Marijuana activist Adam Eidinger
Marijuana activist Adam Eidinger

D.C. voters looking for a pro-pot Democratic mayor have a lot of options on April 1.

For these voters, it no longer has to be about simply voting for a candidate who will legalize the drug, it can be about finding one who will most effectively get the law through Congress and implement it in the city. At a recent Washington City Paper–sponsored debate, every candidate except Reta Jo Lewis said they would support an initiative that could appear on November’s ballot to legalize marijuana in the city. (Mayor Vince Gray, who skipped the debate, has said he supports decriminalizing marijuana but doesn’t yet back full legalization.)

Though the incumbent may not favor it, legalizing pot isn’t the far-out, lefty position it once seemed like. Politically, it actually makes sense to support legalizing it: In 2013, the District legalized medical marijuana for narrowly defined medical purposes. In March, the D.C. Council passed legislation to decriminalize possession of small amounts of pot. And now, the legalization initiative looks like it could garner enough support to pass in November.

The Washington City Paper/Kojo Nnamdi Show poll found that 49 percent of likely Democratic primary voters would support the measure that would allow adults to possess up to two ounces of marijuana for personal use and to grow up to three marijuana plants at home—a position that’s at odds with federal drugs law. The poll found that 18 percent of voters are still undecided—so if half, or even a quarter, of undecided voters wind up voting for the ballot question, it would have majority support. The biggest determining factor for supporters and detractors of this measure is not what ward they live in or race, but age: 61 percent of voters between the ages of 18 and 45 would support the measure, while only 29 percent of those over 65 would support it.

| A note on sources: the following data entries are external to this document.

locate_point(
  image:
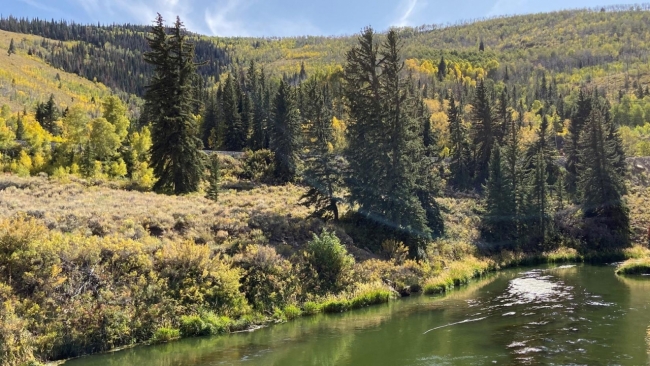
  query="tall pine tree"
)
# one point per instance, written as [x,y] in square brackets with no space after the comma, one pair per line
[285,134]
[484,134]
[460,154]
[601,186]
[322,173]
[175,150]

Election officials recently ruled that the pot measure is eligible for the ballot, despite arguments from opponents that it was illegal because of the potential conflict with federal laws. Once the wording gets final approval, the D.C. Cannabis Campaign has to gather signatures from 5 percent of registered voters citywide (and also at least 5 percent in five wards) to quality for November.

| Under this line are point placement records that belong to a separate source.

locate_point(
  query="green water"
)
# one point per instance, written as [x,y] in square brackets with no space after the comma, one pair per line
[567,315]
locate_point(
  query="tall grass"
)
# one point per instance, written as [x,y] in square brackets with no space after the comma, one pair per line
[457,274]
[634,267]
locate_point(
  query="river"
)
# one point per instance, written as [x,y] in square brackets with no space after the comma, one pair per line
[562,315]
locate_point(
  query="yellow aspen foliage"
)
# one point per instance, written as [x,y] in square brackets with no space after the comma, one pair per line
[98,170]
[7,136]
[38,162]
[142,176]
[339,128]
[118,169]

One of the reasons reforming marijuana has gained so much traction is it’s no longer viewed as a frivolous cause championed by potheads: It’s now a racial justice issue, particularly in the District. An ACLU study released last June showed that black people accounted for 91 percent of all D.C. marijuana arrests, despite equal usage rates by white and black residents. “The growing support for legalization rests in large part on the public’s belief that ending the failed war on drugs will help end the policing practices that fuel racial disparities in arrests in the District of Columbia,” says Seema Sadanandan, program director of the ACLU of the Nation’s Capital.

Ward 6 Councilmember and mayoral candidate Tommy Wells has long been considered the premiere pot-friendly voice on the Council. He pushed the decriminalization legislation into passage, citing racial justice as the impetus behind the reform. Adam Eidinger, the chair of the D.C. Cannabis Campaign, says Wells has consistently been the marijuana movement’s “champion.” But Wells, who is polling at just 9 percent in the City Paper/Kojo Show poll (and at only 14 percent in a Washington Post poll also released this week), doesn’t look like he’s going to win the primary. So Eidinger says he will likely be giving his vote to Ward 4 Councilmember Muriel Bowser. He met with Bowser this week and was sold. “We’ve had a blind spot on her,” he says. “She has never once worked against us, if anything she has raised important questions that decriminalization is not going to address all the arrests.”

Oh—and according to financial reports, he also gave her a $420 campaign contribution.